International practices suggest that flexibility, such as expedited reviews or automatic approvals for low-risk combinations, could ease the burden on IBC stakeholders. For instance, the EU’s streamlined procedures for failing firms could inspire similar mechanisms in India, such as the proposed “green channel” route for automatic CCI approvals, which could reduce delays while maintaining regulatory oversight.

Future Outlook and Potential Developments

The Supreme Court’s ruling sets a high standard for compliance, but ongoing developments may shape its implementation. In 2019, the Competition Law Review Committee recommended a “green channel” route for automatic CCI approval of certain combinations, including those arising from IBC processes. If implemented, this could streamline approvals for low-risk transactions, balancing efficiency and compliance. However, any such reforms must align with the Court’s mandate for prior CCI clearance.

As of April 2025, there are indications of pending review petitions challenging the ruling. While the majority opinion is currently binding, a successful review could refine or alter the mandate, potentially offering more flexibility in the sequencing of approvals.

Additionally, legislative or regulatory amendments may be needed to harmonize the IBC’s 330-day timeline with the CCI’s 150-day review period. Clear guidelines on expedited CCI reviews for IBC cases or exemptions for certain combinations could enhance efficiency, while procedural reforms, such as mandatory SCNs, could strengthen the CCI’s process.

Conclusion: Strengthening India’s Insolvency and Competition Framework

The Supreme Court’s ruling on mandatory CCI clearance for IBC resolutions is a watershed moment that clarifies the interplay between insolvency and competition laws. By prioritizing statutory compliance, it ensures that resolution plans are both commercially viable and aligned with India’s competition objectives, fostering transparency and fairness in the market.

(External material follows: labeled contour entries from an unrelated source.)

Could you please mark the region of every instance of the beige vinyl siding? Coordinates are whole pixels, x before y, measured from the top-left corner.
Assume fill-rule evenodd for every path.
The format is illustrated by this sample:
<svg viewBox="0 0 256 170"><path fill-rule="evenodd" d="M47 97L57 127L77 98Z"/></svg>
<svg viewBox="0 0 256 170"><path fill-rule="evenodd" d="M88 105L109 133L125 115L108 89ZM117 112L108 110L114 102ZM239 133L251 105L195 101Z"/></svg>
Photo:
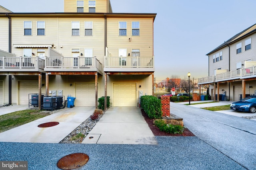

While the decision introduces procedural complexities, it strengthens the institutional framework governing insolvency and antitrust, supporting economic growth and market integrity. As stakeholders adapt to this new mandate, ongoing reforms and judicial developments will continue to shape the future of this critical legal intersection, ensuring that India’s insolvency and competition regimes work in harmony to achieve their respective goals.